Jak na razie prawdopodobnie nie mógł być szczęśliwszy.

Ale potem szatyn stanął tuż za nim, owijając go ramionami.

I okazało się, że jednak mógł.

To był dobry dzień, nawet jeśli prawie zasnął na matematyce, a potem dostał dwóję z historii. Najważniejsze, że nie była to jedynka, więc nie musiał przejmować się poprawą.

- Mam coś dla Ciebie.

Uniósł wzrok z nad swojego telefonu, lokując go w stojącym w nogach łóżka szatynie.

- Urodziny mam dopiero za trzy dni. - przypomniał.

- To nie jest prezent urodzinowy. - zaprzeczył.

- Więc z jakiej to okazji?

- Bez okazji. - wzruszył ramionami.

- Okej.. co to takiego? - zaciekawił się, podnosząc do siadu.

- Kupiłem to już jakiś czas temu. - poinformował niepewnie, siadając obok z jedną ręką schowaną za plecami. - Nie wiem czy Ci się spodoba, jeśli nie to w porządku, ale..

- Loouuuis. - jęknął, zniecierpliwiony. - Pokaż, co tam masz.

- Ale nie złość się na mnie, jeśli to okaże się przesadą, okej?

- Okej. - przytaknął.

- Więc.. któregoś dnia przechodziłem obok jednego sklepu i zobaczyłem tam coś, co przyciągnęło moją uwagę na tyle, że to kupiłem.

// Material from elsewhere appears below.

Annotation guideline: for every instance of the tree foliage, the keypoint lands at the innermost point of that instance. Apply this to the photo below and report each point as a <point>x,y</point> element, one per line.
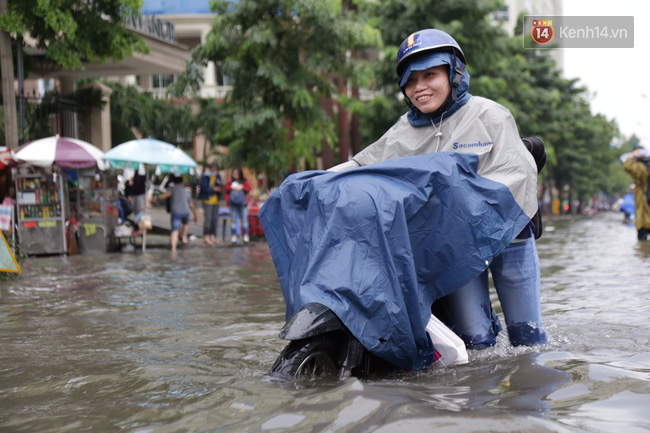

Oczywiście z myślą o Tobie.

- I.. co to jest?

Szatyn zagryzł wargę, wyciągając zza pleców dłoń w której trzymał..

- Majtki? - parsknął.

A dokładniej dwie pary majtek. Jedne białe, na pierwszy rzut oka zwyczajne, drugie czarne.

Koronkowe.

Prześwitujące.

Z kokardką.

I sporymi wycięciami na pośladkach.

- Oh. - sapnął, orientując się, że to nie były męskie majtki. - Kupiłeś mi majtki. - wymamrotał. - Damskie majtki.

Louis kiwnął niepewnie głową.

Paliły go policzki, kiedy przejął oba materiały, przyglądając się im uważniej. Były.. ładne. Te białe w dodatku naprawdę przyjemne w dotyku, ale i tak zmarszczył nos, nie będąc pewny czy byłyby wygodne. I czy byłby w stanie wcisnąć w nie swój tyłek i.. resztę.